Au lendemain de la démission fracassante de Denis Coderre du poste de lieutenant de Michael Ignatieff au Québec, les libéraux ont tenté de démontrer leur unité tandis que leurs rivaux se sont délectés de cette bisbille.

De passage à Laval, M. Ignatieff a prononcé un «discours rassembleur», hier soir, devant 150 militants libéraux réunis à un cocktail de financement. Le chef libéral a remplacé à la dernière minute Denis Coderre, qui devait d'abord présider l'événement, mais qui brillait pas son absence, hier soir.

 

«Le discours de M. Ignatieff rappelait aux libéraux présents qu'ils sont ensemble parce qu'ils ont des valeurs libérales communes, qui sont celles des Canadiens et des Québécois», a dit Raymonde Folco, députée libérale de LavalLes Îles.

Avant son allocution à laquelle les médias n'étaient pas conviés, M. Ignatieff a tenu à répondre aux critiques formulées par Denis Coderre quant au pouvoir de ses conseillers torontois au Québec.

«Les questions d'organisation et de candidatures qui étaient soulevées dans les dernières semaines étaient soulevées au Québec par des Québécois, a dit M. Ignatieff. Et ces questions vont être réglées au Québec par des Québécois sous mon leadership. Point à la ligne.»

Rappelons que, lundi, froissé par la décision de M. Ignatieff de permettre à l'ancien ministre de la Justice Martin Cauchon d'être candidat dans la circonscription d'Outremont, alors que M. Coderre lui avait préféré la femme d'affaires Nathalie Le Prohon, le lieutenant politique a claqué la porte.

M. Coderre a déploré que les décisions concernant le Québec soient prises «à Toronto» par la «garde rapprochée» de M. Ignatieff. Cinq organisateurs politiques ont suivi l'exemple de M. Coderre et ont remis leur démission le même jour.

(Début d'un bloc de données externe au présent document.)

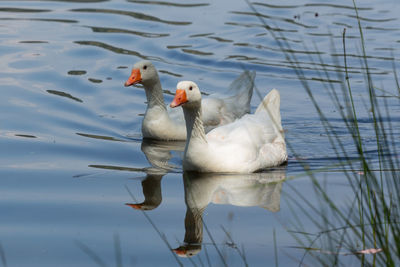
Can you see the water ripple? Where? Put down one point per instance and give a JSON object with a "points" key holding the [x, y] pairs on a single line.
{"points": [[135, 15]]}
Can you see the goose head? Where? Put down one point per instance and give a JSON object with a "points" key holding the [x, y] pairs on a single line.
{"points": [[187, 94], [143, 72]]}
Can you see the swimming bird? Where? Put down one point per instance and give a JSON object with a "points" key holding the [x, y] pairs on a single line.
{"points": [[249, 144], [162, 123]]}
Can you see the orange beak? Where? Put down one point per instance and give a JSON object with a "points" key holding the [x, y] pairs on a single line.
{"points": [[181, 251], [134, 78], [135, 206], [179, 99]]}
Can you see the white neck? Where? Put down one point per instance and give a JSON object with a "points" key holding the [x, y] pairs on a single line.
{"points": [[154, 95], [194, 124]]}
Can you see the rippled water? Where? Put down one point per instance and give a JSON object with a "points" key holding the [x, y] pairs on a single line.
{"points": [[71, 149]]}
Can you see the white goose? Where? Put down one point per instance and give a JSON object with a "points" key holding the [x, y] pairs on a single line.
{"points": [[251, 143], [165, 124]]}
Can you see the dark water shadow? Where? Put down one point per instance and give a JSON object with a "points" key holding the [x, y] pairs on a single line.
{"points": [[245, 190]]}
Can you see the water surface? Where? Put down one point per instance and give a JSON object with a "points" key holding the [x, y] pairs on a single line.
{"points": [[71, 148]]}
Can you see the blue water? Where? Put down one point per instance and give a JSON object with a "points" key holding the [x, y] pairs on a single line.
{"points": [[71, 147]]}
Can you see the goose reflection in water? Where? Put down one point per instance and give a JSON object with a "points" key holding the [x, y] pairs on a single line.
{"points": [[158, 154], [246, 190]]}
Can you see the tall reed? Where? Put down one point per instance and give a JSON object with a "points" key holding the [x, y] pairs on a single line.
{"points": [[368, 227]]}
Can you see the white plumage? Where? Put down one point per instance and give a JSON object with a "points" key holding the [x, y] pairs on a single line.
{"points": [[249, 144]]}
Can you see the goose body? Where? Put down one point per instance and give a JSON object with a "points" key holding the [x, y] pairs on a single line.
{"points": [[163, 123], [249, 144]]}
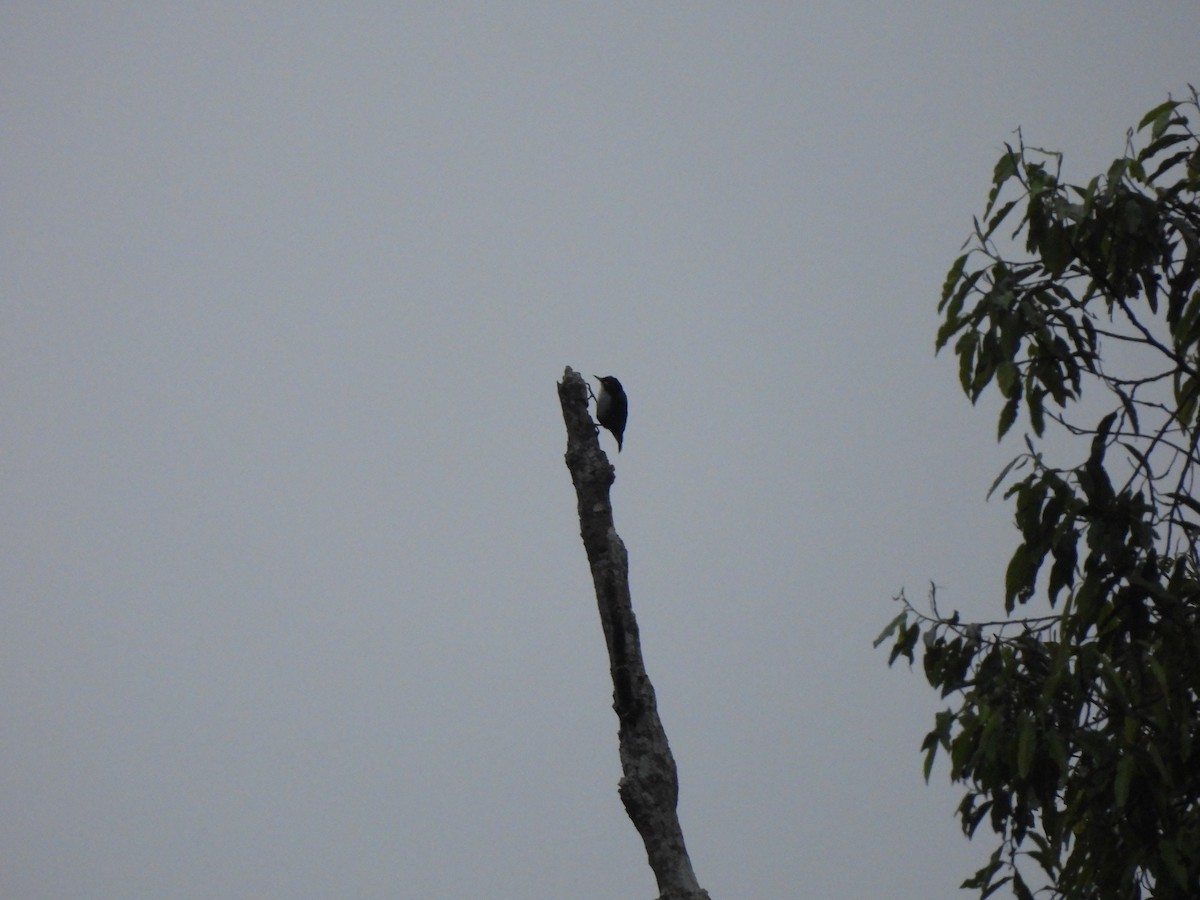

Du bout des lèvres, Michael Ignatieff a admis avoir traversé une période difficile. «Ça n'a pas été la semaine la plus facile de ma vie, a-t-il dit. Mais sincèrement, je préfère aimer les problèmes que j'ai. Un chef de parti a toujours des problèmes. Et nous allons tous les résoudre un part un.»

Des députés à la rescousse

Également désireux de calmer le jeu, des députés du Québec sont venus parler aux médias à l'issue de la période des questions, hier.

«On a perdu M. Coderre, c'est dommage, a dit le président des députés du Québec, Marc Garneau, député de Westmount-Ville-Marie. Malheureusement, il s'est laissé emporter par ses émotions, mais la réalité, c'est que le parti a fait beaucoup de progrès au Québec et au pays. Notre membership a augmenté, nos coffres sont plus remplis et on est prêts.»

«Il ne faut pas exagérer sur la question de l'unité à l'intérieur du Parti libéral parce qu'elle est là, l'unité», a-t-il ajouté. Selon lui, les incidents de la veille sont imputables à l'«ego blessé» de M. Coderre.

«Ce n'est pas Toronto qui prend des décisions par rapport au Québec. On a toute une équipe extraordinaire au Québec de personnes qui non seulement connaissent très bien le Québec, mais qui sont aussi capables de conseiller le chef, dont Jean-Marc Fournier et Marc-André Blanchard», a dit la députée libérale de Brossard-La Prairie, Alexandra Mendès.

Les adversaires misent sur la dissension

Les adversaires des libéraux, eux, n'ont pas manqué de récupérer cette image de dissension à leur avantage.

«Ce que le député de Bourassa (M. Coderre) vient de découvrir au sujet de son chef, nous, conservateurs du Québec, nous le savons depuis fort longtemps. On ne peut pas faire confiance à un chef libéral, a estimé la députée conservatrice de Beauport-Limoilou, Sylvie Boucher. Sa vision du Québec et du Canada est l'image de son propre reflet dans son miroir. Au diable «l'intérêt supérieur de la nation». Ce qui est important pour le chef libéral, c'est de prendre le pouvoir.»

Les arguments de M. Coderre servent aussi la cause du Bloc québécois, qui répète inlassablement que les conservateurs et les libéraux ont la même vision, notamment par rapport au Québec.

Lundi, le chef bloquiste, Gilles Duceppe, avait affirmé que dans tous les partis pancanadiens, les Québécois «doivent se plier aux diktats du reste du Canada». Hier, il en a rajouté: selon lui, la seule différence est que le Parti libéral est «dirigé de Toronto» et le Parti conservateur, «de Calgary.»

Absent du parlement hier, M. Coderre devrait aussi manquer la réunion hebdomadaire des députés du Parti libéral aujourd'hui. Reste à savoir s'il assistera dimanche au congrès de l'aile québécoise du PLC à Québec.